One of the challenges in identifying the flavours of any of the 150 odd commercially available hop varietals, is consuming them in a controlled, specific and comparable format. Most commercial beer uses an array of hops in any single product, so identifying the specific flavours of any individual hop is a challenge. Even if a brewery releases a single hop beer, you rarely find four or five products using the same base. And hops do highlight specific flavours in different contexts.

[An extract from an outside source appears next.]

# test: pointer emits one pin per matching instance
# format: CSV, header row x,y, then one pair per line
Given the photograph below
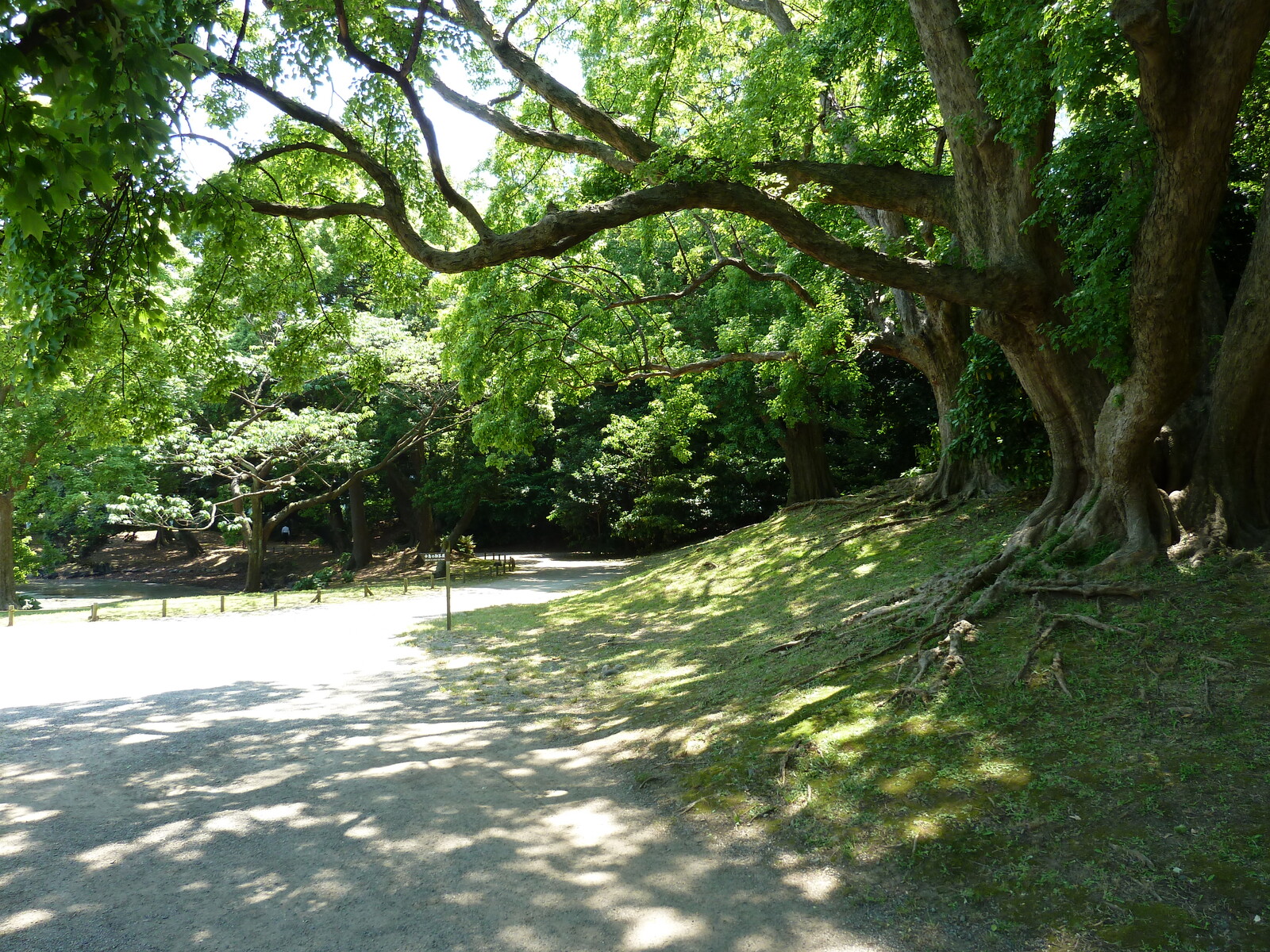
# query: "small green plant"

To control for variability, we dry hopped the same base beer in growlers using 6 different varieties, for 72hrs in the cold room. The base beer was a lager, allowing the more subtle hop flavours to be detected. We dry hopped at 8.5g/L, a relatively conservative concentration for modern craft beer. The hops we looked at we’re Wai-iti, Talus, Cashmere, Galaxy, Citra and Citra LUPO. We also threw in some hop products like Incognito Citra, Slavo Cascade and Thin Film Eureka. The beer could probably have been incubated with the dry hop for longer, but I was concerned about oxidation. The floaties accentuated the overall grassiness and bitterness across the board.

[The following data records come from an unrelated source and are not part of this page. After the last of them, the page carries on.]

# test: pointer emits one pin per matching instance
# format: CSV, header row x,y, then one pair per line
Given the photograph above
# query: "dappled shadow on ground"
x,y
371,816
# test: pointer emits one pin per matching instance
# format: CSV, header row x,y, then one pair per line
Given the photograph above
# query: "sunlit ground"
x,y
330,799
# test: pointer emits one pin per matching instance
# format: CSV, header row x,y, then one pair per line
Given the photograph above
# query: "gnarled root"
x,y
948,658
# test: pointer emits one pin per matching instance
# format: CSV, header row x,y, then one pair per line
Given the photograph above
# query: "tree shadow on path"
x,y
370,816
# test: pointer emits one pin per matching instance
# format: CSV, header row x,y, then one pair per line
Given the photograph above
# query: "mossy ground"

I was super impressed with Talus and Cashmere, especially. Cashmere really brought a combo of dank and tropical flavours, a wonderfully complete single hop. Talus has a beautiful aromatic quality of tropical fruits and a hint of coconut. A more palatable version of Sabro. Incognito Citra was powerful, very aromatic but accentuated the bitterness compared with the Salvo. And the Thin Film was super interesting with an impact on aroma but not much to the flavour.
Probably not the most sophisticated dry hop experiment, but we definitely learned a few bits about each hop that we can now take through to our bigger batches.